God causes us who have relationship with Him to work on these two things with those we share our home with, our work place, our churches, our schools, and all areas of our lives. How is it that we love God with our whole hearts yet struggle to love those we live with? It’s because when we fail and fall God holds us accountable AND He is faithful to forgive and because we have no doubt of His love for us we are bound to work on removing these things from our lives i.e. our own bad decisions because we can’t stand being separated from Him. Now if we truly love God He says we have to love others, even think of them before we think of ourselves but love is difficult and takes everything within us to keep it alive and well and everyone we come in contact with are broken and fail us many times over. God models what love is in the relationship we share with Him. One, He holds us accountable. He does not excuse our bad decisions or pretends not to notice. Two when He (the Holy Spirit) brings these things to our attention He doesn’t beat us over the head with it either but gently moves us toward repentance.
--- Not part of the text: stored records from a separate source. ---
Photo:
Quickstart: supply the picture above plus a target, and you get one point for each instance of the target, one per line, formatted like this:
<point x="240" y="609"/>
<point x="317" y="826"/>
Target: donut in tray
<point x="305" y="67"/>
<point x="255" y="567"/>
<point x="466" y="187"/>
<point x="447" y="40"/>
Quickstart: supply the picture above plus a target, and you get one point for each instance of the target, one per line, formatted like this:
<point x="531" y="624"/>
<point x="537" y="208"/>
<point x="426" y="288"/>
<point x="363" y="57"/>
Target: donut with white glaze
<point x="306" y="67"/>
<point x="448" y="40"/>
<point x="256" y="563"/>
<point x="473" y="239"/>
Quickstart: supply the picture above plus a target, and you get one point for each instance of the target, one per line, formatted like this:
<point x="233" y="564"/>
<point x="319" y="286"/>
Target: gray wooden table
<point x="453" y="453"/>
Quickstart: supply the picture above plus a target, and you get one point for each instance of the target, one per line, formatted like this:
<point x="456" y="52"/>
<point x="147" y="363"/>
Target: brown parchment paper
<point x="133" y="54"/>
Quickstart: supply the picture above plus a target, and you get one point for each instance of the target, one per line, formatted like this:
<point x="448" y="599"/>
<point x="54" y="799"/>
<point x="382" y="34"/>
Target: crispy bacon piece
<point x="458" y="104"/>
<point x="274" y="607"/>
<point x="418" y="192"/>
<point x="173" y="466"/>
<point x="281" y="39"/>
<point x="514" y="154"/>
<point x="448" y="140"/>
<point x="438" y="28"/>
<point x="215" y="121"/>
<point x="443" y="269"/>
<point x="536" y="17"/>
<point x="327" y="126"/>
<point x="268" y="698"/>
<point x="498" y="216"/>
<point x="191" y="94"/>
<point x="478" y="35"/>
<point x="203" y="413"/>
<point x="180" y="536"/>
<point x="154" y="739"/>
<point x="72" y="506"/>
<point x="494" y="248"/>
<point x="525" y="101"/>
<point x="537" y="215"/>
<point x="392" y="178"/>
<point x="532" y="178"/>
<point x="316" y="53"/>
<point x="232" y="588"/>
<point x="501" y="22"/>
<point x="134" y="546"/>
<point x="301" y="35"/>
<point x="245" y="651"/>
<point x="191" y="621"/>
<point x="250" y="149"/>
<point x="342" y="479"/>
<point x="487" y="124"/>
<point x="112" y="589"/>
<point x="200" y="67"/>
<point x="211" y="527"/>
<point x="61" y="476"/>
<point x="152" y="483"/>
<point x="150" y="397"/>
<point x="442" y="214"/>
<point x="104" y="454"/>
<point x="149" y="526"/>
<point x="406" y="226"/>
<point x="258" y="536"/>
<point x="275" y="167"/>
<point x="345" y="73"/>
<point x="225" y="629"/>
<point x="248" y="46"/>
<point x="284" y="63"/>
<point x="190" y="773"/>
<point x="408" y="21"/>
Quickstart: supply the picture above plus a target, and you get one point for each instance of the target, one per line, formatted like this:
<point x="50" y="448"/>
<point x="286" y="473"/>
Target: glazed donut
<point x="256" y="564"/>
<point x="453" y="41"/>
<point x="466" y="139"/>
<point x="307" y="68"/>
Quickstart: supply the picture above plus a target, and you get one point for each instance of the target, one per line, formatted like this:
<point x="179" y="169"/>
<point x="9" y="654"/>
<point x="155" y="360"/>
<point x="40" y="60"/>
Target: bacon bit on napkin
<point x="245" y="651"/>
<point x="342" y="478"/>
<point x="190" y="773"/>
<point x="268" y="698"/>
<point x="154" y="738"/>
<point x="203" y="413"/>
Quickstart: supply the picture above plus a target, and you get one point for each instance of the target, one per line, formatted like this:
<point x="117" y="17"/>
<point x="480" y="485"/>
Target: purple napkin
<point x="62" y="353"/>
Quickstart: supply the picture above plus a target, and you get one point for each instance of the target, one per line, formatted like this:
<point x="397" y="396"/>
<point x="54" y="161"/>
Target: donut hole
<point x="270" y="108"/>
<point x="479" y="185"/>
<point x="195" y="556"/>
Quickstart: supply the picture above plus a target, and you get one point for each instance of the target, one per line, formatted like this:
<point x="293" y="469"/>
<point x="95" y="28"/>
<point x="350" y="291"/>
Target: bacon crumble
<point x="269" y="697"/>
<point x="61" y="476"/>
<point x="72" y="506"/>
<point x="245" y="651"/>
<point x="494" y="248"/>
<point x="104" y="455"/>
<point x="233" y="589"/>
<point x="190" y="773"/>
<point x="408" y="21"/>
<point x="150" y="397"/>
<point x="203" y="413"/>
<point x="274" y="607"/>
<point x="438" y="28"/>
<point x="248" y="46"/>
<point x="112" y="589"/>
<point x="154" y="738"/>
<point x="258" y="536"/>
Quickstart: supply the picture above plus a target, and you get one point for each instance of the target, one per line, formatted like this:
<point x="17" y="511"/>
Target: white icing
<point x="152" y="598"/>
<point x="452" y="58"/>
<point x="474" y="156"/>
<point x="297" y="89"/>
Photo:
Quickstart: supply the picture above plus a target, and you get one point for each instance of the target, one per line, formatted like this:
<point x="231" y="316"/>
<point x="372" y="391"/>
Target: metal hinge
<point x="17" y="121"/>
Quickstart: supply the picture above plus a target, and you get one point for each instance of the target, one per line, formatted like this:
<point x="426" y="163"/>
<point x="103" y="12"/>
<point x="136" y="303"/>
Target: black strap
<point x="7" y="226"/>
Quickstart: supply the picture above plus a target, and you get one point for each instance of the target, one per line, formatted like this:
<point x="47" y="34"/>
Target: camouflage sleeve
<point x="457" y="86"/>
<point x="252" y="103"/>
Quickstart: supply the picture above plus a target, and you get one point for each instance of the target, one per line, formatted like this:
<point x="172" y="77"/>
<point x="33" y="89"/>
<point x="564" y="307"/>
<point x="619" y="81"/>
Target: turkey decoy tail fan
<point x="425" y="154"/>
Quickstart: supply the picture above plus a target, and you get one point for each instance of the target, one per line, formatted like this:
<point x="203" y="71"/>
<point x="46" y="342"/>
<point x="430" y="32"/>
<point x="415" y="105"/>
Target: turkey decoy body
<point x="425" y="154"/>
Thirdly, when we admit our sin He is faithful to forgive us of it and He goes the extra mile by remembering it no more. That’s the difference between God’s conviction and man’s condemnation – once we confess it we are separated from it forever but condemnation will continue to beat on us long after we admit our guilt. If you have someone in your life that likes to keep bringing up the past then they either don’t know what forgiveness is or are unwilling to offer it and because of that there can be no trust between you two and until forgiveness happens any attempts at trust will only lead to further brokenness.
We are people and people are terribly complicated and instead of being black and white the principle of trust and forgiveness happens in shades of gray. I forgive you a little so I trust you a little. As I forgive you more I trust you more, the opposite is true as well. Have you ever wondered what Jesus meant when in Matthew 7:3 He tells us to remove the log from our own eye before removing the splinter from our brother’s? It’s way too easy (once again the path of least resistance) to blame your brother for unforgiveness when you clearly have trust issues yourself. In the end the only person you can control is yourself and that is fine because when you stand before God’s throne of judgment the only person you have to answer for is yourself and on that day we all will be asked about our ability to love.